Good Kids at Pitt Stages

November 18, 2015
Written by: Michelle Pilecki
Published by: Pittsburgh City Paper

Playwright Naomi Iizuka tackles a difficult subject with grace, honesty and even a sense of poetry in Good Kids. The University of Pittsburgh Department of Theatre Arts does full justice to the 2014 one-act with a solid ensemble directed by Kimberly Griffin and Lisa Jackson-Shebetta in the intimate Henry Heymann Theatre.

Much of the play draws upon the 2012 rape by members of the Steubenville High School football team of a girl from West Virginia (“across the river,” noted several times in Good Kids), and its subsequent explosion on social media. The various assaults upon the unconscious victim were cheerfully, often jeeringly recorded on the boys’ phones and widely texted to friends and posted on Internet sites.

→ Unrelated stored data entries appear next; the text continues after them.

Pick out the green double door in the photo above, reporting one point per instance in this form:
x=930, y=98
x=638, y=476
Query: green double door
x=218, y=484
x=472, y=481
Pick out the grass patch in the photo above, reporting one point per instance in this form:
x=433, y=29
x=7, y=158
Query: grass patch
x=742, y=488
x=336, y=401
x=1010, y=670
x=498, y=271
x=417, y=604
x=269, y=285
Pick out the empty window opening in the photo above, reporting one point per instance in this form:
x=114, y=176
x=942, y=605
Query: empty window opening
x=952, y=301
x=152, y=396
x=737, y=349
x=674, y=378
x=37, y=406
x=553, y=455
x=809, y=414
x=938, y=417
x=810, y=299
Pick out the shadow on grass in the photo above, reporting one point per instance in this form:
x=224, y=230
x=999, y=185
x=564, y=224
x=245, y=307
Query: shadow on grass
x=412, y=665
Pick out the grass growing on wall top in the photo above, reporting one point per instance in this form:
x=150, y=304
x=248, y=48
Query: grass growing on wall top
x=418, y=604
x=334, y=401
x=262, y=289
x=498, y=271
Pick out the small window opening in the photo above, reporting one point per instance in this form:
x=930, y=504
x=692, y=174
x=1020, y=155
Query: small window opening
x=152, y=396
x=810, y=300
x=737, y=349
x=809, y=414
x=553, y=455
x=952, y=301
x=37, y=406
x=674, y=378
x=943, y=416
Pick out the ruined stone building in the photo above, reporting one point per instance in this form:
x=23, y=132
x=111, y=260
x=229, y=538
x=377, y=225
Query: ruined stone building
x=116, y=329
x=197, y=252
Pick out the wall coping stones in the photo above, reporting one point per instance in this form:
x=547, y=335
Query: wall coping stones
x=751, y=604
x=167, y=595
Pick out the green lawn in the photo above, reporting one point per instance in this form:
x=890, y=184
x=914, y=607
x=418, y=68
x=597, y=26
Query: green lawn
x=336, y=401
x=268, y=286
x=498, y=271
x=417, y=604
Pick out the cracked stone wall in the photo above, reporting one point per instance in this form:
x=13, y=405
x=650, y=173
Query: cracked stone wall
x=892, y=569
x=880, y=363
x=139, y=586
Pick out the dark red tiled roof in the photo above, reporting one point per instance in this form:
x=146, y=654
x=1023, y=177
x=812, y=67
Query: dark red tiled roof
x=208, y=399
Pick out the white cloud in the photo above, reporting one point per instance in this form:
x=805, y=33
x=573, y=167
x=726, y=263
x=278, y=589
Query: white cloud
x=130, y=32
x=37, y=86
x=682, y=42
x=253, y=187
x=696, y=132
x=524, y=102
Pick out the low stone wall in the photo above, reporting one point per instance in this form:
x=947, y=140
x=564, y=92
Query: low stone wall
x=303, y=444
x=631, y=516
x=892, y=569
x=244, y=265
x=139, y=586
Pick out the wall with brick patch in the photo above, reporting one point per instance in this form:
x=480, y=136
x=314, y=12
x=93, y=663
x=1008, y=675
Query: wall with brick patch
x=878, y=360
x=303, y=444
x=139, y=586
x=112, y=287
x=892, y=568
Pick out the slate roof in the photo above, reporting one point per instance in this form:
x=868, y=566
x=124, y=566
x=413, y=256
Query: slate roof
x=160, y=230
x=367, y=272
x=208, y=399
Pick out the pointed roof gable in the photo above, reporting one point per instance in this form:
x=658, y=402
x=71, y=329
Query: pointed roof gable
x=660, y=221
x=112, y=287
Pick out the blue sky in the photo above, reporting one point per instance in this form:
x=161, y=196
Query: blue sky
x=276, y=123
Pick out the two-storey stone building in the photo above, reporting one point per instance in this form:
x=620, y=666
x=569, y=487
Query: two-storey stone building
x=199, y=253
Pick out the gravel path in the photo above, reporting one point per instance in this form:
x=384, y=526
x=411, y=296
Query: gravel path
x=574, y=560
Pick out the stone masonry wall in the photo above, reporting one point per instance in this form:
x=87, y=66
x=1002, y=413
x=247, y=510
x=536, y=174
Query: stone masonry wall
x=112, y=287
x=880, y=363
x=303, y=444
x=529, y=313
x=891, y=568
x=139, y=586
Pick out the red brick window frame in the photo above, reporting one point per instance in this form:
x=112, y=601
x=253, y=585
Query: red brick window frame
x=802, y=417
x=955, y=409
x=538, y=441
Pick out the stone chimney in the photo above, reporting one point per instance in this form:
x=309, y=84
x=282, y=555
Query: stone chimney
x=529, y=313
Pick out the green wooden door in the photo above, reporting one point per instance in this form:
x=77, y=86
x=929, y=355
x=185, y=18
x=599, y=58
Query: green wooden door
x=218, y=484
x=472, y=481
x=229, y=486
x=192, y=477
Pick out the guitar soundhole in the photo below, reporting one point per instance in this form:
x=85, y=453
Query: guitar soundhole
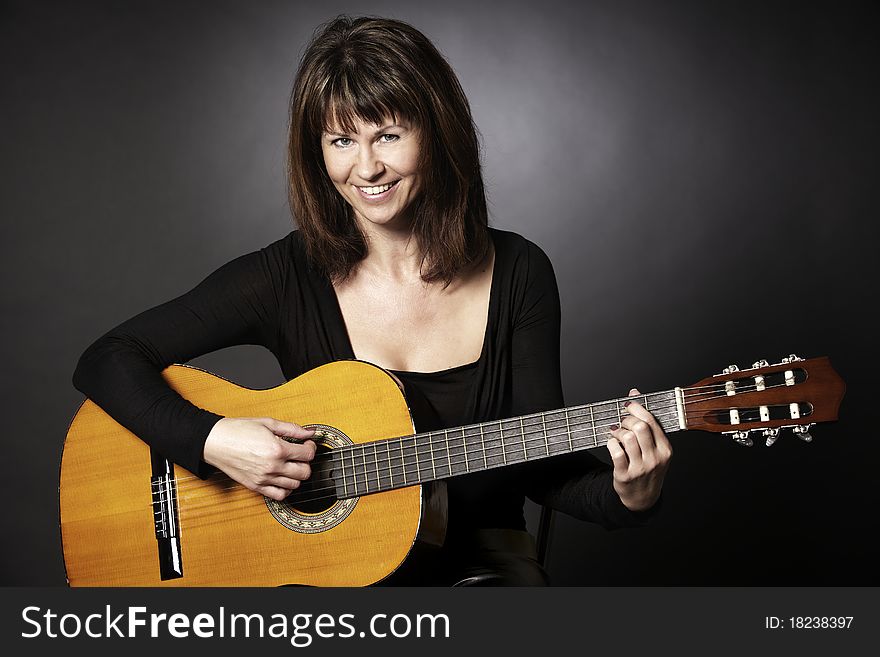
x=317, y=493
x=314, y=506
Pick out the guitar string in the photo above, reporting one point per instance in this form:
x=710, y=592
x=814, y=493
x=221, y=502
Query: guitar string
x=584, y=407
x=444, y=438
x=542, y=437
x=311, y=497
x=533, y=437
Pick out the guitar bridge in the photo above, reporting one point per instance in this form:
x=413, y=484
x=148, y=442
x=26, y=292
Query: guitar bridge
x=166, y=518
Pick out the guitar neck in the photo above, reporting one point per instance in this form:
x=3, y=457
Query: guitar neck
x=383, y=465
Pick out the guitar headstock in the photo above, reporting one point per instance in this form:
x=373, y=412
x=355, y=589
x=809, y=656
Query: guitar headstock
x=794, y=393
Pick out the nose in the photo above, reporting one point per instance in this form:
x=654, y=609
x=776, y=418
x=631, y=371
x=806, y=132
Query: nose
x=369, y=165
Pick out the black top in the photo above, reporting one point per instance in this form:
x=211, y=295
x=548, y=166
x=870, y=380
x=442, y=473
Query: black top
x=274, y=298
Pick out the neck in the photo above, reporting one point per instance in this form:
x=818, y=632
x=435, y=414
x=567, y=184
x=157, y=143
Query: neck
x=392, y=253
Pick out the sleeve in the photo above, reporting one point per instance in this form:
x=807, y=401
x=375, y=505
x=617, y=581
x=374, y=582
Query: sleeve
x=121, y=370
x=577, y=484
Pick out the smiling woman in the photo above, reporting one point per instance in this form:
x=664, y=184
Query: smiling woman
x=393, y=263
x=376, y=169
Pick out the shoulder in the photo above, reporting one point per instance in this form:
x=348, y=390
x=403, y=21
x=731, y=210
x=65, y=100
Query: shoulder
x=519, y=257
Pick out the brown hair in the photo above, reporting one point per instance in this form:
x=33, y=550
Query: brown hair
x=371, y=68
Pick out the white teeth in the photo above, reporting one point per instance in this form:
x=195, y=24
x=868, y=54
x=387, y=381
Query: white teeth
x=372, y=191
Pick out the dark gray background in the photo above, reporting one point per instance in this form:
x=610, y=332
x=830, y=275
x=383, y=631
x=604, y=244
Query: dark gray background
x=703, y=176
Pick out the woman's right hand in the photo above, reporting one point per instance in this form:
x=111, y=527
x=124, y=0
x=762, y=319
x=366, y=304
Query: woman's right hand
x=252, y=451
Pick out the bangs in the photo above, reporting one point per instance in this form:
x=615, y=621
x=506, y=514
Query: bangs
x=350, y=97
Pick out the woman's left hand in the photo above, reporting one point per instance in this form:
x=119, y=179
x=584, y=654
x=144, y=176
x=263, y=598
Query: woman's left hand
x=640, y=452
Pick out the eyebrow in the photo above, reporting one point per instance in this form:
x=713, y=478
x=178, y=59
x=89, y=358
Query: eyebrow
x=333, y=133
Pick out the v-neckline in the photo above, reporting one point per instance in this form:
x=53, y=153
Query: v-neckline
x=491, y=313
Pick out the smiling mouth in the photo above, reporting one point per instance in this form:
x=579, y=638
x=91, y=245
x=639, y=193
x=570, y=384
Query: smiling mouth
x=377, y=190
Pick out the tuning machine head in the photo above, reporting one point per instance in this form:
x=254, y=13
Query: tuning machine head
x=742, y=438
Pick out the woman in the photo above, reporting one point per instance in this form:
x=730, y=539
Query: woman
x=393, y=263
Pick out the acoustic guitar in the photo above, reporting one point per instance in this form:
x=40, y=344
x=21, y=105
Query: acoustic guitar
x=129, y=517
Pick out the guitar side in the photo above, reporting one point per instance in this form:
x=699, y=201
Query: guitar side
x=228, y=537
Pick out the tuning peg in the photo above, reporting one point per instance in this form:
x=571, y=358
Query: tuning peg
x=742, y=437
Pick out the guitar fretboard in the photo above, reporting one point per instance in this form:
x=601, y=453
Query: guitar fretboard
x=397, y=462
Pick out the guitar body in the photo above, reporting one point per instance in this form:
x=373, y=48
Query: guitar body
x=228, y=535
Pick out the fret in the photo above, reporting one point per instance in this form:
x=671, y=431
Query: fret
x=513, y=447
x=579, y=426
x=442, y=462
x=568, y=431
x=386, y=478
x=410, y=460
x=354, y=489
x=338, y=460
x=533, y=429
x=556, y=432
x=402, y=460
x=544, y=431
x=456, y=451
x=395, y=462
x=493, y=444
x=431, y=448
x=362, y=486
x=376, y=466
x=471, y=460
x=423, y=454
x=593, y=423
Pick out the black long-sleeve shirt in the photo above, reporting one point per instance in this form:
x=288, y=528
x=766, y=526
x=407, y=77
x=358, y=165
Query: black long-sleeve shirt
x=274, y=298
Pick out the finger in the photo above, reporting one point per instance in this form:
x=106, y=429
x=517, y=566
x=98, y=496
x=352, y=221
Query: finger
x=276, y=493
x=295, y=470
x=301, y=451
x=658, y=436
x=618, y=455
x=629, y=441
x=287, y=483
x=287, y=429
x=643, y=432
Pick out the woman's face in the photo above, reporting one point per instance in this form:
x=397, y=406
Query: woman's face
x=376, y=169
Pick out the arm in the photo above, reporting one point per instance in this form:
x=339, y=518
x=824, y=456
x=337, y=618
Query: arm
x=578, y=484
x=121, y=372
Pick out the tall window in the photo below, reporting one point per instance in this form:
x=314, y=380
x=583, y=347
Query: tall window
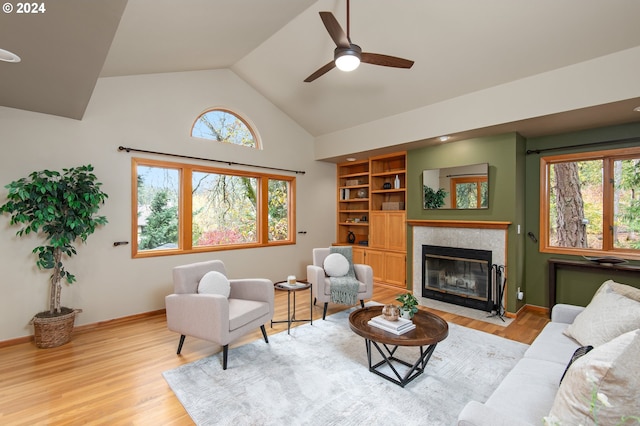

How could “good kids” commit such a monstrous act and boast about it? How could their classmates, “good kids,” join in the shame-and-blame game on a fellow teenager, another “good kid”? Iizuka plays with time, weaving the action from the immediate aftermath of the crime with its lead-up, probing the perspectives of the students. Before the incident, Good Kids targets the unknowability of the Truth and the evanescence of Belief. After the crime, Good Kids focuses on Guilt: shared, dodged and reluctantly accepted. Lives are shattered. Many questions, but no satisfactory answers.